CHAPTER 28

Nicole was in the cafeteria on her afternoon break when it began. She had forced herself to go with Shirley Ferguson, though her stomach was tied in knots. With tremendous effort she managed to smile and respond at the proper places and tried to avoid looking at the clock a dozen times a minute.

“Nicole?” Shirley’s voice penetrated her thoughts. “Are you all right?”

“Oh, yes. Yes, I’m fine.”

“You look pale. Are you sure you should have come back to work this soon? You haven’t been yourself all day.”

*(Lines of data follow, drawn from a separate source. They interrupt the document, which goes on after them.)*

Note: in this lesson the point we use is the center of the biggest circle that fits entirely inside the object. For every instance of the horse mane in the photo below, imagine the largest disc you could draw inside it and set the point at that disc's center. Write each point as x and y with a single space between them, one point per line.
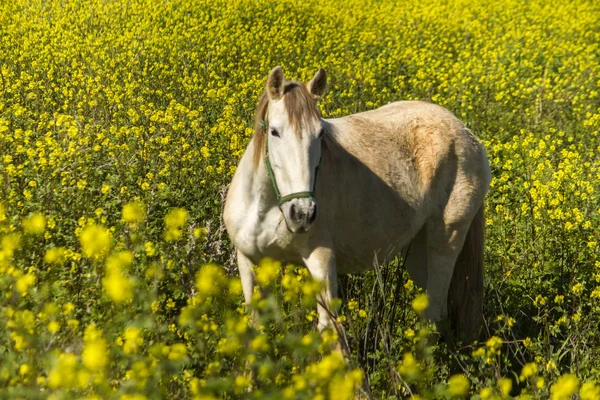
300 106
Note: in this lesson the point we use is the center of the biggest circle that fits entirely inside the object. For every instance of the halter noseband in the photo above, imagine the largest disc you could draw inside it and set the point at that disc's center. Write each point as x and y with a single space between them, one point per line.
298 195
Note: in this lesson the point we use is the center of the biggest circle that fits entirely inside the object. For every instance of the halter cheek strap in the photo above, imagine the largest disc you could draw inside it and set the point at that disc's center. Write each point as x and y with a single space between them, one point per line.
298 195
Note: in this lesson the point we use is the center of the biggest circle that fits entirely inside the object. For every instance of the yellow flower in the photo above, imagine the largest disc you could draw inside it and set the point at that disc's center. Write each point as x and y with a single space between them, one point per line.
589 391
116 284
24 282
133 340
420 303
529 370
95 355
505 386
53 327
133 213
35 224
95 241
177 352
409 369
24 369
55 255
564 387
118 287
458 385
174 222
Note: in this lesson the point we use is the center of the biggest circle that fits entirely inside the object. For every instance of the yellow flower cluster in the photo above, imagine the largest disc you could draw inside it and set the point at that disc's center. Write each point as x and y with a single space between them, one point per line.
121 122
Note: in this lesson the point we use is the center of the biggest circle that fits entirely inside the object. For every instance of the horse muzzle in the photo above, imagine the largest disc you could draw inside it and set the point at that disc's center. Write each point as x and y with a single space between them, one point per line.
299 214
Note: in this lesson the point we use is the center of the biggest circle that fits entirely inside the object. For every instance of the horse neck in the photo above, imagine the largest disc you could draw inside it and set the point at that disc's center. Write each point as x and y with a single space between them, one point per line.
258 185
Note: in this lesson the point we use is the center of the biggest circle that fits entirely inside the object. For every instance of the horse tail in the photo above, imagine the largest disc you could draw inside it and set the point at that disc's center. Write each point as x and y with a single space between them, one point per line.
465 297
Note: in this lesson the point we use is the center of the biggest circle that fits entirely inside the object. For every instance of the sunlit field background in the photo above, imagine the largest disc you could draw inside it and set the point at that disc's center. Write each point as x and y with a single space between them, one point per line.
122 122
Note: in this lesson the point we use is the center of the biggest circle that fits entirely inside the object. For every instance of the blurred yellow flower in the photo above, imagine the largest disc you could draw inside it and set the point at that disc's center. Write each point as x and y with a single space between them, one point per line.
420 303
564 387
35 224
133 213
458 385
95 241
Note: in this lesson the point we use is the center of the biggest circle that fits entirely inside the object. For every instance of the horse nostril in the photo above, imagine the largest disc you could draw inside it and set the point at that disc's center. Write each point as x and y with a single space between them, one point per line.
312 216
293 212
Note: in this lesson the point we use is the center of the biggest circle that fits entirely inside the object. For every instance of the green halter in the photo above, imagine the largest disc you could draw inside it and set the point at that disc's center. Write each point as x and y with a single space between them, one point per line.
298 195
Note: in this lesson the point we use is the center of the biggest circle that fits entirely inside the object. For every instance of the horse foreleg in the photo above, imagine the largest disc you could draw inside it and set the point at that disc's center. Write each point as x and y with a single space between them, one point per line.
321 264
248 279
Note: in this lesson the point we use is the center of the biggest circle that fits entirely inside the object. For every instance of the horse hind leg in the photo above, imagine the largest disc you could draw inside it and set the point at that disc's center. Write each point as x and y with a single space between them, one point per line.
416 258
444 243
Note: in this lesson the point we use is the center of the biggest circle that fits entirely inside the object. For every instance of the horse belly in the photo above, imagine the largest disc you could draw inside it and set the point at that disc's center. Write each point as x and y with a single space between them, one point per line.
378 242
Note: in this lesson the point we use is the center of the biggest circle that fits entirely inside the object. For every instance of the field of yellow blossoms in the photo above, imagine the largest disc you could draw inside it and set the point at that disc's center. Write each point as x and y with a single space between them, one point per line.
122 121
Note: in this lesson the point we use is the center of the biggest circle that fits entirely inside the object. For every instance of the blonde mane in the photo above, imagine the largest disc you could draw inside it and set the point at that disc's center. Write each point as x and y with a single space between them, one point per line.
300 106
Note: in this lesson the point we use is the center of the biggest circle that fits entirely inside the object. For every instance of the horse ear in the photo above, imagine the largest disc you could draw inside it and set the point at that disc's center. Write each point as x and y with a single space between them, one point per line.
318 84
275 83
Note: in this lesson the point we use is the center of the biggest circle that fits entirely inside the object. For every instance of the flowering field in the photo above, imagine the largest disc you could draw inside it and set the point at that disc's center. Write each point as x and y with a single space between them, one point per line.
122 121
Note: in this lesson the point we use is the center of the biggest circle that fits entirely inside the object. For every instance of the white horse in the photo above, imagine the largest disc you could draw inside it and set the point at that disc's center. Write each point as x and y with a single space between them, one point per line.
408 175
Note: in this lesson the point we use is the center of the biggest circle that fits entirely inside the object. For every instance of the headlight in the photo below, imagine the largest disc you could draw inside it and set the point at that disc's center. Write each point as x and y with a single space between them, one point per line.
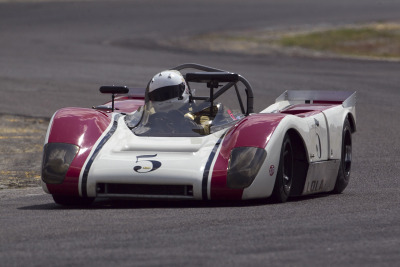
56 160
244 164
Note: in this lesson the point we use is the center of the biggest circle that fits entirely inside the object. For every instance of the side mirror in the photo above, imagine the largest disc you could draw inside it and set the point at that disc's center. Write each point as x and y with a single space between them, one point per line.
107 89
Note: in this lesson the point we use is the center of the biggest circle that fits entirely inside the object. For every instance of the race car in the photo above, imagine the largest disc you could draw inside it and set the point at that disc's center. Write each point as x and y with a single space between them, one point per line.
192 134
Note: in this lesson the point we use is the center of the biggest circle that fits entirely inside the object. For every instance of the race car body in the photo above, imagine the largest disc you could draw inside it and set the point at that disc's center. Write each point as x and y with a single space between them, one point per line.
204 149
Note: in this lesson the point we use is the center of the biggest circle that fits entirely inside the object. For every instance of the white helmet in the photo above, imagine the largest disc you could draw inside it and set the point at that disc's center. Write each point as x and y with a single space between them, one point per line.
168 85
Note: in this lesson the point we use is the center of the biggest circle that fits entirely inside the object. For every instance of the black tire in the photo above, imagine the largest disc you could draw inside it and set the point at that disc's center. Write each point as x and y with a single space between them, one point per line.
72 201
284 177
343 177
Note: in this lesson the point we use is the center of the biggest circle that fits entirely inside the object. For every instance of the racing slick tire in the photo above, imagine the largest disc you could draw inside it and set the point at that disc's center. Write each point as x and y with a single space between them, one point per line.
343 177
72 201
284 177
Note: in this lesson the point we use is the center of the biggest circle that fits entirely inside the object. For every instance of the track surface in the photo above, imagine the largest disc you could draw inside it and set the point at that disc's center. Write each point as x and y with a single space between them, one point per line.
58 54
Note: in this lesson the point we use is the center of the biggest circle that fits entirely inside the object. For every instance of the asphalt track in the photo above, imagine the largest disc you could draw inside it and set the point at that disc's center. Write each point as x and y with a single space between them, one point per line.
56 54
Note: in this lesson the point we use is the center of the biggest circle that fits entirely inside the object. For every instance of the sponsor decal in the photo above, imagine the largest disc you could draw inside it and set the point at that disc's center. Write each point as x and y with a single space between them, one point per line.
271 170
144 165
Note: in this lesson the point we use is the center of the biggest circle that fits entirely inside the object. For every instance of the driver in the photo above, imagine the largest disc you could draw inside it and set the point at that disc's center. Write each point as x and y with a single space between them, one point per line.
168 102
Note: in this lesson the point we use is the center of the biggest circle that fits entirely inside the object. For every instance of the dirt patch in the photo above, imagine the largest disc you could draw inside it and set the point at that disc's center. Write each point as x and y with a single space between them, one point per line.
21 147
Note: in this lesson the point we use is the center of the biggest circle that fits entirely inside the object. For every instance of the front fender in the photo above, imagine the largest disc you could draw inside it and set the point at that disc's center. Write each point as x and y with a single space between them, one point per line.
81 127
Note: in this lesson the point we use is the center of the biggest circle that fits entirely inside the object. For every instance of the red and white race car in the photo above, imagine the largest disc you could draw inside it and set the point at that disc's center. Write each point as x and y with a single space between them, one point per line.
193 134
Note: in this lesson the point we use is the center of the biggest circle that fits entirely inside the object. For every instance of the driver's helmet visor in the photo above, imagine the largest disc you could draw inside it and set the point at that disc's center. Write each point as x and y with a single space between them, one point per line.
167 92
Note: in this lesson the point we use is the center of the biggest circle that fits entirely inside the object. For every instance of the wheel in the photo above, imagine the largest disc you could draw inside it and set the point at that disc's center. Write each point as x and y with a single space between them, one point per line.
284 177
343 177
72 201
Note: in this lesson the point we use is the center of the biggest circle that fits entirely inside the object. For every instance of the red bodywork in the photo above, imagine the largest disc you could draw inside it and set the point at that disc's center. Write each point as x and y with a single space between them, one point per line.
252 131
82 127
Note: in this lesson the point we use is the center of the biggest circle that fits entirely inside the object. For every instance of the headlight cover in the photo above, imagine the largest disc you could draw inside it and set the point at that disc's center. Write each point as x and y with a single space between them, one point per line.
57 158
244 164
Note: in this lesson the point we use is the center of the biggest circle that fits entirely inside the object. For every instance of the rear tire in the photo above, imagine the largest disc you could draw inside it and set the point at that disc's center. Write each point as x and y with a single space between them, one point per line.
345 162
284 177
72 201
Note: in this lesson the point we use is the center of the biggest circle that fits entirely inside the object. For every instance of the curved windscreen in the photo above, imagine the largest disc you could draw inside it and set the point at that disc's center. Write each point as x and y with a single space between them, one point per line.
176 119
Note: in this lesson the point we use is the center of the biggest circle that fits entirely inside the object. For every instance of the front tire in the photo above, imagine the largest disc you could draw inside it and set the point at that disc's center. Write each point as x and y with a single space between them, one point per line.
284 177
345 162
72 201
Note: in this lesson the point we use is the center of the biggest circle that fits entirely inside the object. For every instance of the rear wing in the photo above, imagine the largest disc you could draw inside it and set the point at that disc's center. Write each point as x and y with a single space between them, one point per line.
345 98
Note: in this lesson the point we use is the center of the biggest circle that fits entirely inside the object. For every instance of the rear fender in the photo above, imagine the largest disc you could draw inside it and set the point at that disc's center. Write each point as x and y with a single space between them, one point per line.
253 131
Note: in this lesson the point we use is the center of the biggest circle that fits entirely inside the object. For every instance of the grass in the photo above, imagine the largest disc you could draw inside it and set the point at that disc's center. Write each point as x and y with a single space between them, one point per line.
377 40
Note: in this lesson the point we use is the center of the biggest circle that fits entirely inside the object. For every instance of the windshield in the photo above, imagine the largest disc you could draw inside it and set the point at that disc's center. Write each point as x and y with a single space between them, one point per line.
176 119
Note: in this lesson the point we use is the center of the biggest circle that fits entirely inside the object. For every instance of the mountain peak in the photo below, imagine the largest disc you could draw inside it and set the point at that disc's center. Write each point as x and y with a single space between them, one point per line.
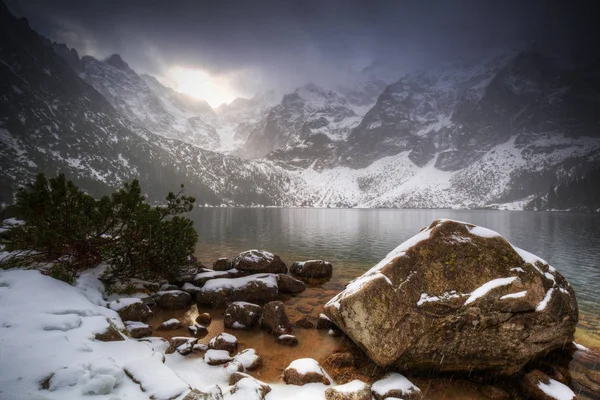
116 61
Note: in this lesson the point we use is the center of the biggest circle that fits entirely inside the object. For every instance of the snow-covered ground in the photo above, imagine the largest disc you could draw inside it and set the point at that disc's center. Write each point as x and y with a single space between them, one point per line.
47 330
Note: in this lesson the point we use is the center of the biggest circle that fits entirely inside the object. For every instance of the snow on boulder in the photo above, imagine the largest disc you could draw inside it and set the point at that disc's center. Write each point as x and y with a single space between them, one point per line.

A wave of panic went flooding through Nicole. Shirley was a whiz on the computers and a steady and reliable Monitor, but definitely not one of Central Control’s more perceptive lights when it came to interpersonal relations and interactions. If Shirley had noticed her distracted state, she was flirting with disaster with the Major and Travis. The Major had interviewed her relentlessly when she came on shift. “Why did you come to the stadium out of uniform?” “Why were you going to resign?” “Why did you break off your engagement with Travis?” “What changed your mind about resigning?” “What if you falter in the Monitoring Room in the next crisis?” She had answered him honestly wherever possible, telling him everything except the decision to join Eric. She had satisfied him, and he agreed to allow her to continue as a monitor, but she knew she was on probation and would be watched closely.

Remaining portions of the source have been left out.